Enjoy this first peek at Stephen King’s next book, a new installment to the Dark Tower series, The Wind Through The Keyhole.

In King’s own words: “What happened to Roland, Jake, Eddie, Susannah, and Oy between the time they leave the Emerald City (the end of Wizard and Glass) and the time we pick them up again, on the outskirts of Calla Bryn Sturgis (the beginning of Wolves of the Calla)? There was a storm, I decided....”

Special editons of The Wind Through The Keyhole are currently available for preorder from Donald M. Grant Publisher, Inc and will be out from Scribner on April 24, 2011. You can find more information on the Grant special editions here.

The Wind Through The Keyhole takes place between books four and five in The Dark Tower series.
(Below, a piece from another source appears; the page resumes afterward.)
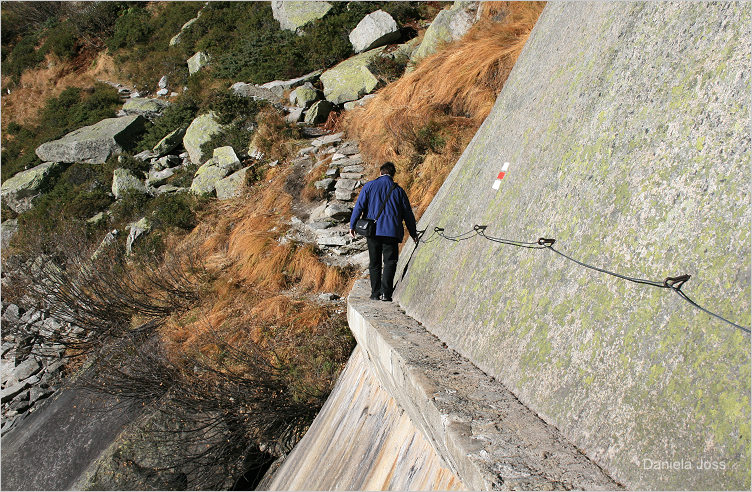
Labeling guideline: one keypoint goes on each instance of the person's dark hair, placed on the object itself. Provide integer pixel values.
(388, 168)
Below, read an exclusive excerpt and take a peek at three pieces by artist Jae Lee depicting characters from the novel.

 

FOREWORD

Most of the people holding this book have followed the adventures of Roland and his band—his ka-tet—for years, some of them from the very beginning. Others—and I hope there are many, newcomers and Constant Readers alike— may ask, Can I read and enjoy this story if I haven’t read the other Dark Tower books? My answer is yes, if you keep a few things in mind.

First, Mid-World lies next to our world, and there are many overlaps. In some places there are doorways between the two worlds, and sometimes there are thin places, porous places, where the two worlds actually mingle. Three of Roland’s ka-tet—Eddie, Susannah, and Jake—have been drawn separately from troubled lives in New York into Roland’s Mid-World quest. Their fourth traveling companion, a billy-bumbler named Oy, is a golden-eyed creature native to Mid-World. Mid-World is very old, and falling to ruin, filled with monsters and untrustworthy magic.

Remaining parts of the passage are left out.